Lack of alternative waste management systems have hurt Kolkata’s waste scenario, as nearly 4,000 tonnes of waste continues to be disposed in the sole landfill of Dhapa. The landfill, with a dysfunctional waste treatment plant had exhausted its lifespan over 30 years ago, but continues to host waste due to the absence of any other scientific landfill that can share Dhapa’s burden. The site was decontaminated at a cost of Rs 80 crore few years back, but the volume of waste generated daily has reinstated Dhapa into the list of one of India’s most endangered landfills. The state pollution control board is reluctant to create any other garbage dumping sites within the city’s premises.

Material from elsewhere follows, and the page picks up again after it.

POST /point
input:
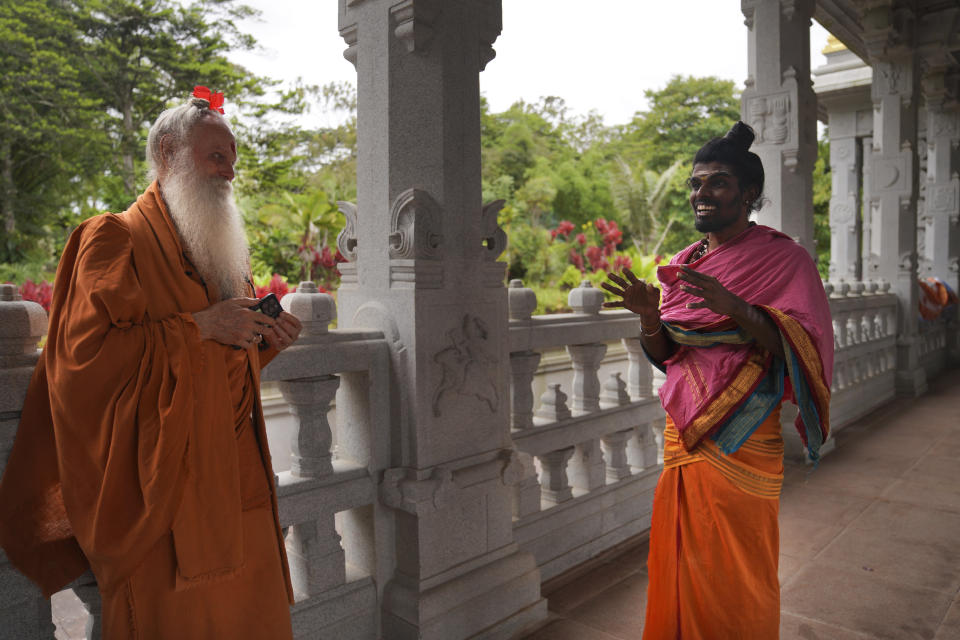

There is hardly any land to dispose anymore waste within the city. Creation of anymore garbage hills within the city will result in spread of diseases and compromise with citizens’ health, said Kalyan Rudra, Chairman, West Bengal Pollution Control Board.
At least two more waste management treatment plants are needed in Kolkata to treat majority of the waste produced by the city. The KMC has also planned to encourage segregation among the residents of the city by providing them tax benefits. The plan, in pipeline since September 2017, is yet to materialise. The state pollution control board plans to hold a series of meetings with KMC and other civic bodies to discuss possible steps that could be taken to curb the problem of lack of space for waste disposal.